A Organização das Nações Unidas para a Educação, a Ciência e a Cultura (Unesco) divulgou nesta quarta-feira (25) o Relatório de Monitoramento Global da Educação (Relatório GEM) 2026, revelando um cenário preocupante: 273 milhões de crianças, adolescentes e jovens estavam fora da escola em 2024. Isso representa um aumento pelo sétimo ano consecutivo e significa que uma em cada seis pessoas nessa faixa etária no mundo está excluída da educação.
O relatório destaca que, após uma queda significativa entre 2000 e 2015, a população fora da escola cresceu 3% desde então. As principais causas apontadas são o crescimento populacional, crises globais e a redução de orçamentos destinados à educação.

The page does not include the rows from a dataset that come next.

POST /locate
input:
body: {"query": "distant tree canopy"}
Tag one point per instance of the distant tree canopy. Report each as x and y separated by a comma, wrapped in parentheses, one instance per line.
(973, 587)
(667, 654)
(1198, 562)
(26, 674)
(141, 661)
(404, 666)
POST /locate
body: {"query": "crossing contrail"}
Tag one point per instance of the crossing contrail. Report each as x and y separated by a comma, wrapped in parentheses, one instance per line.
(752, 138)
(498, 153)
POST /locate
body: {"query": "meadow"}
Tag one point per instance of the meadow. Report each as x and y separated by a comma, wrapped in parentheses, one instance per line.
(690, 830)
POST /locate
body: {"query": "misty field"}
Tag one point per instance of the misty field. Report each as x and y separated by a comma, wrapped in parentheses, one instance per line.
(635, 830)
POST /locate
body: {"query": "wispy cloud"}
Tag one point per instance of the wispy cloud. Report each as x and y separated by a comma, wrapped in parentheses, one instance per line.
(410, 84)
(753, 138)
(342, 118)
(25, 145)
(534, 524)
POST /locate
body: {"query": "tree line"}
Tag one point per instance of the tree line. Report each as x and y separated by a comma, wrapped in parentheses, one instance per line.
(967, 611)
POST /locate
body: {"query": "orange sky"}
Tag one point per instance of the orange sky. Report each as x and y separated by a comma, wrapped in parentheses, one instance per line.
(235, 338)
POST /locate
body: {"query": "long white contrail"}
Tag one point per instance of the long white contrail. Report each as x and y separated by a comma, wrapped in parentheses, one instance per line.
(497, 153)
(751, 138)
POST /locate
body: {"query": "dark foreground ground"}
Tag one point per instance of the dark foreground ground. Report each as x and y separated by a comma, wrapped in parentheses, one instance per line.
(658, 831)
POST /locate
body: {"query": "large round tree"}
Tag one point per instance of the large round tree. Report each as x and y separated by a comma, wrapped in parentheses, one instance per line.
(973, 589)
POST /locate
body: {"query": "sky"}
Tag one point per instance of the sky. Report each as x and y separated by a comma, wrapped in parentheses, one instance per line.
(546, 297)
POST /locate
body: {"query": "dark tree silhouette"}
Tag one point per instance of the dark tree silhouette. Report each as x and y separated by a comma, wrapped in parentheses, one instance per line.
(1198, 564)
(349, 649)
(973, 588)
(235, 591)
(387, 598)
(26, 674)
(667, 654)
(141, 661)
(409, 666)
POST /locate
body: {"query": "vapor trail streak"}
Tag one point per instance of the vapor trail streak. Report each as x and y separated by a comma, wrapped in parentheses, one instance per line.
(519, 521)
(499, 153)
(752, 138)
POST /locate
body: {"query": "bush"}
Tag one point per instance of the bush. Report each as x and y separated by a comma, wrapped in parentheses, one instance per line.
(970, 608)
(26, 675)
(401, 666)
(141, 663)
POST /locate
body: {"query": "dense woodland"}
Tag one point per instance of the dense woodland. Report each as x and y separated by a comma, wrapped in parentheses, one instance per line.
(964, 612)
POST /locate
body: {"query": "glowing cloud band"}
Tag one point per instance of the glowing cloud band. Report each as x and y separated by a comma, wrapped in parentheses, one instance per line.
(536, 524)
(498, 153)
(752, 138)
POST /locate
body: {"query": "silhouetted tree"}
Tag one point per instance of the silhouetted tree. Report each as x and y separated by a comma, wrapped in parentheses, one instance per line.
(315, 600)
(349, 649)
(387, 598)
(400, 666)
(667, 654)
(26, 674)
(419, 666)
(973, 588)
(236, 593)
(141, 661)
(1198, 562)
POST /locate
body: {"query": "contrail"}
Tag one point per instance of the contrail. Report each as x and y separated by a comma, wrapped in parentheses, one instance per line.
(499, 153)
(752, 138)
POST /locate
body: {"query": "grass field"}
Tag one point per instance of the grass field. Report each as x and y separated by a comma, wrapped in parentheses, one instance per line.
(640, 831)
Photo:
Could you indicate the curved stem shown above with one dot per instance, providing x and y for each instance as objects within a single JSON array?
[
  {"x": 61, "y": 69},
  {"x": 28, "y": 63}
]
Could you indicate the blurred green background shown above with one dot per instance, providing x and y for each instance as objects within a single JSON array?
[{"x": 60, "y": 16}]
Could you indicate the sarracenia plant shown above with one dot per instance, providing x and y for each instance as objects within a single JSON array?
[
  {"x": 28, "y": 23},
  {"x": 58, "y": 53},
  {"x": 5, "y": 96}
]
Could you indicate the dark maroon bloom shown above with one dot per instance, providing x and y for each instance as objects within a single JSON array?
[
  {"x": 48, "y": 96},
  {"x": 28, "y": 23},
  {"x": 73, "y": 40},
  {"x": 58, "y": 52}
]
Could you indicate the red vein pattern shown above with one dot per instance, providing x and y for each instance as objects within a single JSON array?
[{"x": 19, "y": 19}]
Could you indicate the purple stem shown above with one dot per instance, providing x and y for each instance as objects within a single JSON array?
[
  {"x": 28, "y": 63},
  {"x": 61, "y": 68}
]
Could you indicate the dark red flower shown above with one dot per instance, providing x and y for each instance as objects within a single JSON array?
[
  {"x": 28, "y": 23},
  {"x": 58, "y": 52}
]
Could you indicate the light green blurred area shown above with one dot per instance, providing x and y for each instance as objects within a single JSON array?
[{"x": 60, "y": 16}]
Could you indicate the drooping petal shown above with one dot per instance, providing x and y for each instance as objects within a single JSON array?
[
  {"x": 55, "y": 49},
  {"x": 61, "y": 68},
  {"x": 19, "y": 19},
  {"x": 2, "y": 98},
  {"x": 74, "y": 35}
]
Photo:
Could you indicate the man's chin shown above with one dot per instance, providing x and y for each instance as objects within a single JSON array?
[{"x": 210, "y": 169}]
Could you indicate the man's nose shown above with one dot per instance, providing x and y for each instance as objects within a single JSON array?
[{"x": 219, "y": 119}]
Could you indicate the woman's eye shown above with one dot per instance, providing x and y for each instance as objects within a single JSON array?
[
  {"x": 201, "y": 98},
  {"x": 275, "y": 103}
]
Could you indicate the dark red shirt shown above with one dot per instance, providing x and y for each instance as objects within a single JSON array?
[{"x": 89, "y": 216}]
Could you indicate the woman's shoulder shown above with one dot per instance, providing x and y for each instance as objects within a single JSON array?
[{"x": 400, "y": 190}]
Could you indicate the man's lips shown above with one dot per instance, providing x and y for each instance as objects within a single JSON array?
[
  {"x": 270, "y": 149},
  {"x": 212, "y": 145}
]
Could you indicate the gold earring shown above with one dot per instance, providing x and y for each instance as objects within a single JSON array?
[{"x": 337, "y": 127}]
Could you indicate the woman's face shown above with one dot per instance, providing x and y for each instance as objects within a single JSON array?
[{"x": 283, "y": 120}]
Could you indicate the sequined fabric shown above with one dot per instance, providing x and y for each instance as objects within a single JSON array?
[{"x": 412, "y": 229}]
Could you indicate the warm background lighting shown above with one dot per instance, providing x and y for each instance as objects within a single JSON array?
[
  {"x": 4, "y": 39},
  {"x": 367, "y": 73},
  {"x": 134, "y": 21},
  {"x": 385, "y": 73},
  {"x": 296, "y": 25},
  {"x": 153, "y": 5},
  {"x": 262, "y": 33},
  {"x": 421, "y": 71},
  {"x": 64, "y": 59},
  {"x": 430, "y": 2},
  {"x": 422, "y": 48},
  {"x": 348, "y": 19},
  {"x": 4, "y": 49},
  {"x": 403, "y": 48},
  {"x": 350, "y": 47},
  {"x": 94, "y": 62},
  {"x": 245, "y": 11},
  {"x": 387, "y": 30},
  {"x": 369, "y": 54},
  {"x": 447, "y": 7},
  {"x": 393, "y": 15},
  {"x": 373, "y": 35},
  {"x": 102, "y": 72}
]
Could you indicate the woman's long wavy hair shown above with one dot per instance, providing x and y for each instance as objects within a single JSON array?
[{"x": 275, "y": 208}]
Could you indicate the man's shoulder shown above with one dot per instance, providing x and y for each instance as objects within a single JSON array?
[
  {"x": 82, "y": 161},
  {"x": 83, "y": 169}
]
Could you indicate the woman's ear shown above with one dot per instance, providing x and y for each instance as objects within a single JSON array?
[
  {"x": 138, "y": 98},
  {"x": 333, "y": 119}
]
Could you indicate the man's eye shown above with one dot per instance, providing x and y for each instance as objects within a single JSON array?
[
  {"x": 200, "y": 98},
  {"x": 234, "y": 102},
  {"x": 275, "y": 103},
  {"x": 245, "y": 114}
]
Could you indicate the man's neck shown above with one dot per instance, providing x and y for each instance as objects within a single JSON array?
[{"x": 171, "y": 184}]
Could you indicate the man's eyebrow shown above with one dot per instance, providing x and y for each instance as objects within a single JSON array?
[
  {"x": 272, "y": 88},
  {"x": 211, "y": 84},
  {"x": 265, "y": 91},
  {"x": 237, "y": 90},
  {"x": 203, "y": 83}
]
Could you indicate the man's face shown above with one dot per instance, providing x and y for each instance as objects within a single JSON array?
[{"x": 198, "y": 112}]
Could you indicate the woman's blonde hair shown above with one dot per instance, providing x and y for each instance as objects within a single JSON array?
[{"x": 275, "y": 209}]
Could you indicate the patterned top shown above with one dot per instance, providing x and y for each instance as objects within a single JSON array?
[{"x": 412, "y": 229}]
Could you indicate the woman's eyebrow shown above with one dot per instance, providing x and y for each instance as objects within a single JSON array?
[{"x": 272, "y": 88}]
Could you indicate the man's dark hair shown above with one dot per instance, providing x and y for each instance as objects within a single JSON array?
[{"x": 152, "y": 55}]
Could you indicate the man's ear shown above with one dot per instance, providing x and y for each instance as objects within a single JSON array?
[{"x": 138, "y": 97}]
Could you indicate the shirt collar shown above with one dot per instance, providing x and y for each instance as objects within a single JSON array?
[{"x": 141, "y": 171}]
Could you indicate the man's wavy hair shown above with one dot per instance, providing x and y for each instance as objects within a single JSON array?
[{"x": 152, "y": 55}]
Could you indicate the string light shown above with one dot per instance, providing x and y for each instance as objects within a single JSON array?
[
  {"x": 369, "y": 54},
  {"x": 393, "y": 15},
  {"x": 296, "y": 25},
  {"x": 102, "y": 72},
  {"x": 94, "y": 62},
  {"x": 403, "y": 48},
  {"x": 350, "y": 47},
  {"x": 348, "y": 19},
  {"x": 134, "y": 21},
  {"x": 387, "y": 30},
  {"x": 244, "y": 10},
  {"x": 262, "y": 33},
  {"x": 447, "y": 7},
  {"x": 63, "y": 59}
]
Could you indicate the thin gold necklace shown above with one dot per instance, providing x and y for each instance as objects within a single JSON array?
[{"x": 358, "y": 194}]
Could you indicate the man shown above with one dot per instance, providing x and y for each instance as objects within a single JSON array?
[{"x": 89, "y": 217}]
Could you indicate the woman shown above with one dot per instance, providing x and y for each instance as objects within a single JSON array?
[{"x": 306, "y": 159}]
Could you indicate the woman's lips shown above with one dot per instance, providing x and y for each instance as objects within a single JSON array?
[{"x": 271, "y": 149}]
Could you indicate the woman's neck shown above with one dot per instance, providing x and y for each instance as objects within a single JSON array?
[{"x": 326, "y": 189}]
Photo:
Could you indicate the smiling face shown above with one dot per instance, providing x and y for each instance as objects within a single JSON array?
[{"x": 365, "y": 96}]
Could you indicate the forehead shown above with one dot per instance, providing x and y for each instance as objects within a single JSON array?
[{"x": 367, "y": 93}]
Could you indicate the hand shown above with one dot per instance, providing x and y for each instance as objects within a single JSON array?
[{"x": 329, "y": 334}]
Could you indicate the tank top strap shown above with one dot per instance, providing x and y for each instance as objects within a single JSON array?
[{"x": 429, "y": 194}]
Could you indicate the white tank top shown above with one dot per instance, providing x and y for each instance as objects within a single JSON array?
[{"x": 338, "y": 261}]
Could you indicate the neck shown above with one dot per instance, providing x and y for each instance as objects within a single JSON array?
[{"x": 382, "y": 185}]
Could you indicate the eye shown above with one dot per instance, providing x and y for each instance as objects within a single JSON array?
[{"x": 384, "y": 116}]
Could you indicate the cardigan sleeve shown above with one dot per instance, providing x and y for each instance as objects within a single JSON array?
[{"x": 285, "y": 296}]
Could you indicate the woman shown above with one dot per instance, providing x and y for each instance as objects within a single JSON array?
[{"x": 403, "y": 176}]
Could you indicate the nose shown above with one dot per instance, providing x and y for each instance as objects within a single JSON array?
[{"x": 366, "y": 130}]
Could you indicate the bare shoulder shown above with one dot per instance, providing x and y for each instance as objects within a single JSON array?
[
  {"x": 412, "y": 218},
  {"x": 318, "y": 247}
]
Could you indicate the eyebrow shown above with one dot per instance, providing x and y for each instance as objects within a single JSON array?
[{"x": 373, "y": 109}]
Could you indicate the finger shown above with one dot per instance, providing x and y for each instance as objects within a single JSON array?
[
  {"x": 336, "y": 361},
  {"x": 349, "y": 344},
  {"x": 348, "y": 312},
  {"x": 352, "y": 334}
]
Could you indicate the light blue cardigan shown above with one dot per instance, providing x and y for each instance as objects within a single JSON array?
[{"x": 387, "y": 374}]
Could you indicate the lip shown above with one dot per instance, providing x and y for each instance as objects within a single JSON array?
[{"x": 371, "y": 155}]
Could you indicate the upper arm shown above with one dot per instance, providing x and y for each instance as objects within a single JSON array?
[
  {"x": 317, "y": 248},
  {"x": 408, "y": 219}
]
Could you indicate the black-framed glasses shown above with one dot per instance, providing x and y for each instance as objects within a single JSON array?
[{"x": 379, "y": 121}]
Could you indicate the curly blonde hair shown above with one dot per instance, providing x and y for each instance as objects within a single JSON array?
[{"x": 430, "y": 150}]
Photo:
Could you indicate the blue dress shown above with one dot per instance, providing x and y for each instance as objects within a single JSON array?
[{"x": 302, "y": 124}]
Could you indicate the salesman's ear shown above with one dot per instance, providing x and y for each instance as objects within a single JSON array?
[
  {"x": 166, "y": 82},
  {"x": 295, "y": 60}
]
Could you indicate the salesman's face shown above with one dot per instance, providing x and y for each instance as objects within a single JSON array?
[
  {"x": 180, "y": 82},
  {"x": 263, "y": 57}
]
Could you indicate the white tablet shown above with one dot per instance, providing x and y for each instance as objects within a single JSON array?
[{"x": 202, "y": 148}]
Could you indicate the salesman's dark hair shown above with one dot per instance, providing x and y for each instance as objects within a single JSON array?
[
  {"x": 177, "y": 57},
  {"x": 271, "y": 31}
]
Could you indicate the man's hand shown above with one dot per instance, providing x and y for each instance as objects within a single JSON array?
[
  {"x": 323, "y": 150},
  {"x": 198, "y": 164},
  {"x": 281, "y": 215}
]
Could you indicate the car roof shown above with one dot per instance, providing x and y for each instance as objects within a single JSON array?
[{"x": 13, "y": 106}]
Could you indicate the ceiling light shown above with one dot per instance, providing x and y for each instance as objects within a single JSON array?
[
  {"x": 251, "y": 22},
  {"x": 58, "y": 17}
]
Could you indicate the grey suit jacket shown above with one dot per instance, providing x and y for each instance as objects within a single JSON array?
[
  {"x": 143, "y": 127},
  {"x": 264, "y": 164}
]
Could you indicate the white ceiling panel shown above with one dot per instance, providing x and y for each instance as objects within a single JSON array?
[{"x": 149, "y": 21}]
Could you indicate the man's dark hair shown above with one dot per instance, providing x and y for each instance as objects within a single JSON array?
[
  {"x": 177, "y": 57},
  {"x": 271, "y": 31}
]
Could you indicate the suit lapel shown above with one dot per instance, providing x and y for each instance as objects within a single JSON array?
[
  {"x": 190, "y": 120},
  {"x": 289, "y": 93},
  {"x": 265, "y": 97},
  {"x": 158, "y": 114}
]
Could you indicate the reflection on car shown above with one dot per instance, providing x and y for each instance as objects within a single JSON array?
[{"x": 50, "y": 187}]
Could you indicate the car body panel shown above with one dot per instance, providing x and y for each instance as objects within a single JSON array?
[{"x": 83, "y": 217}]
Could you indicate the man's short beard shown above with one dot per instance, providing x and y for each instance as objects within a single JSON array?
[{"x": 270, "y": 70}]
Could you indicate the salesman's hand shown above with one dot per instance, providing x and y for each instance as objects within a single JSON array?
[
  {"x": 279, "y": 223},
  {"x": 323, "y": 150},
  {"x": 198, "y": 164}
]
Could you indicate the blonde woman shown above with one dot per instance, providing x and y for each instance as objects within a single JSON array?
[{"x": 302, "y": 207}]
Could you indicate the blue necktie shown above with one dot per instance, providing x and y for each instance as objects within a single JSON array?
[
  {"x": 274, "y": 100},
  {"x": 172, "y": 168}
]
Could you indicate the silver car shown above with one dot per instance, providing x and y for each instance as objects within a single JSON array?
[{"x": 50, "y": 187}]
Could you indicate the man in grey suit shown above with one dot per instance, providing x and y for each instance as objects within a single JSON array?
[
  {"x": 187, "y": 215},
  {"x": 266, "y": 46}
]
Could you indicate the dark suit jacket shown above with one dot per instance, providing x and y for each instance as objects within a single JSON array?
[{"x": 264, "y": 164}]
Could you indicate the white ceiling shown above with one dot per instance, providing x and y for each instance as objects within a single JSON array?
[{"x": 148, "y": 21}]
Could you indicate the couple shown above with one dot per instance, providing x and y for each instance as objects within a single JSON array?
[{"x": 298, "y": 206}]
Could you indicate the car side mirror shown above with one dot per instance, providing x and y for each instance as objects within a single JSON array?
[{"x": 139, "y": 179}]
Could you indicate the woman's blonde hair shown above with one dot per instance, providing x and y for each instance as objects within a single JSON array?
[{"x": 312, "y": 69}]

Contagem regressiva para 2030
O documento é o primeiro da série “Contagem Regressiva para 2030”, que avaliará o progresso da educação em termos de acesso, equidade, qualidade, aprendizagem e relevância até o final da década. A Unesco estima que a população jovem fora da escola pode ser subestimada em pelo menos 13 milhões, considerando informações de fontes humanitárias em países afetados por conflitos.
Avanços e desafios nas matrículas
Apesar do cenário de exclusão, o relatório aponta um aumento considerável nas matrículas globais. Em 2024, 1,4 bilhão de estudantes estavam matriculados, um acréscimo de 30% no ensino primário e secundário desde 2000. Houve também um aumento expressivo nas matrículas em educação pré-primária (45%) e pós-secundária (161%).
Exemplos de progresso incluem a Etiópia, que elevou sua taxa de matrícula no ensino primário de 18% para 84% entre 1974 e 2024, e a China, que expandiu o acesso ao ensino superior de 7% para mais de 60% no mesmo período.
Educação pré-primária e permanência escolar
O relatório também analisou a educação pré-primária, indicando que, embora 75% das crianças de 5 anos tenham acesso à educação, apenas 60% dos alunos do ensino fundamental completaram pelo menos um ano de pré-escola. Isso pode sugerir que o indicador global de sucesso da educação infantil pode estar superestimado.
A permanência de crianças na escola desacelerou em quase todas as regiões desde 2015, com destaque negativo para a África Subsaariana, afetada pelo crescimento populacional e conflitos. O Oriente Médio também enfrenta um alto risco de atraso educacional devido ao fechamento de escolas.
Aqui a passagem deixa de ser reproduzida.